Networking, that’s the word. Or put another way, it pays to badger those people who may be able to help your band get on. Familiars seem fully aware of that and after a few friendly but persistent e-mails, not to mention a couple of lunch time drinks, they found themselves supporting the marvellous James Warner Prophecies at a recent Songs of Praise night and I wondered why I hadn’t taken them up on the idea months before.
Listening to their eponymous e.p. it is easy to see where their influences lie, nothing wrong with that, but rather than dwell on the past I will just say that if they turned up as the support act for the likes of The Editors or even White Lies, you wouldn’t question the judgement of the booking. Rather than the sweeping keyboard washes that this connection might suggest, they opt for a piano oriented core sound but then use the other musical weapons in their arsenal to bolt on sonic designs that range from the fragile, spacey and evocative to the driven, dynamic and robust as each passage of each song requires.
Vocally there is more than a passing resonance with the likes of Dead Can Dance’s Brendan Perry or Harry McVeigh of White Lies in the powerful, almost crooner like diction and delivery that comes as a refreshing change from the half mumbled fare that seems acceptable these days. And when you take all of those aspects and give the band a stage to broadcast from, the whole thing just takes flight and expands in wonderful and often unexpected directions.
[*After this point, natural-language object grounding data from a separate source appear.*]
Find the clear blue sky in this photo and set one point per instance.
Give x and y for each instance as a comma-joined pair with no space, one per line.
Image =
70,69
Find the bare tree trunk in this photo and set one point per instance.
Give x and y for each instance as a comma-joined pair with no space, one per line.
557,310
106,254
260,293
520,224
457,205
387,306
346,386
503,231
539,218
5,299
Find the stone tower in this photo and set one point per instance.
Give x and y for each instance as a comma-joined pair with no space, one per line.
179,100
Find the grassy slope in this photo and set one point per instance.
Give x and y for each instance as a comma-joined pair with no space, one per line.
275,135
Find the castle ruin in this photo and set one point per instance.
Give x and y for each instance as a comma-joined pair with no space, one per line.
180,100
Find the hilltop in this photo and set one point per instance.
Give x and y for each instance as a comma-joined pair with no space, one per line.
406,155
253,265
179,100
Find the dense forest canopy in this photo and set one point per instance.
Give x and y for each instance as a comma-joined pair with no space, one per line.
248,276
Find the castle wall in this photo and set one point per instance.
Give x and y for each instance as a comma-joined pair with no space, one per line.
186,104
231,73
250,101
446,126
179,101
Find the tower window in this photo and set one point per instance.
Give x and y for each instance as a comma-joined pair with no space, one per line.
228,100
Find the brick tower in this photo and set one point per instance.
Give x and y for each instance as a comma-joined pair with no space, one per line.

They become big without losing the delicacy of their music, they manage to drive the point home through well co-ordinated playing and thoughtful dynamics rather than just the usual rock and roll approach of merely cranking everything up, and they retain a slightly dark undercurrent without resorting to melancholic cliché or gothic imagery. Proof that rock music can be both big and clever when it puts its mind to it.